There are certain implications of the aberrant, but consistent synaptophysin immunoexpression by visceral glomus tumors compared to peripheral counterparts. First, it imposes a diagnostic potential pitfall for the histopathologists. Two of the gastric glomus tumors in our series were misinterpreted as gastric neuroendocrine tumors based on synaptophysin expression. Likewise, several studies have reported the misdiagnosis of visceral glomus tumors for neuroendocrine tumor because of their expression of synaptophysin.^2,3,6,9 Because neuroendocrine tumors are common in the gastrointestinal tract and in the respiratory tract compared to the less frequent visceral glomus tumors, pathologists rely on synaptophysin as the sole specific neuroendocrine marker.
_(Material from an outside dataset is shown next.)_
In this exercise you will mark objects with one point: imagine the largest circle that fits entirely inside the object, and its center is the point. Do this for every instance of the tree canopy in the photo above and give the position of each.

A comprehensive panel of chromogranin, CD56 and keratin should be included with synaptophysin, because neuroendocrine tumors are consistently positive for these immunomarkers, while glomus tumors are typically negative.^1–10 Second, whether it may have a predictive value would be an interesting question for future studies. Some of the reported synaptophysin-expressing glomus tumors were generally large and revealed the histopathologic and clinical features of intermediate and malignant tumors.^1,5,9–11 In a series of resected specimens of 26 gastroesophageal glomus tumors, Papke et al have proposed the malignancy criteria (size ≥5.0 cm, or both atypia and mitoses ≥2/10 HPF) for visceral glomus tumors. ⁹ In this study, synaptophysin was positive in 73% of the tumors. Brikness-Gartman et al have indicated that resection specimens show heterogeneity of the cytologic atypia and mitotic rate, that the diagnostic areas of malignancy could be missed in small biopsy samples. ¹⁰ Third, why visceral glomus tumors express this specific neuroendocrine marker in contrast to peripheral glomus tumors may highlight the pathophysiologic mechanism of this phenomenon and its importance. One study found pinocytic vesicles and electron-dense granules in synaptophysin-expressing glomus tumors. ¹ They have proposed that glomus tumors which exhibit an endocrine differentiation may represent a novel variant of glomus tumors. ¹

In conclusion, synaptophysin-expressing solid-type gastric glomus tumors can be misdiagnosed as gastric neuroendocrine tumors. The pathologists should be aware of this potential pitfall. Synaptophysin should be used in conjunction with keratin, chromogranin, and CD56 to confirm the diagnosis of neuroendocrine tumors and exclude synaptophysin-expressing visceral glomus tumors. The future implications and the clinical significance of this phenomenon warrant validation.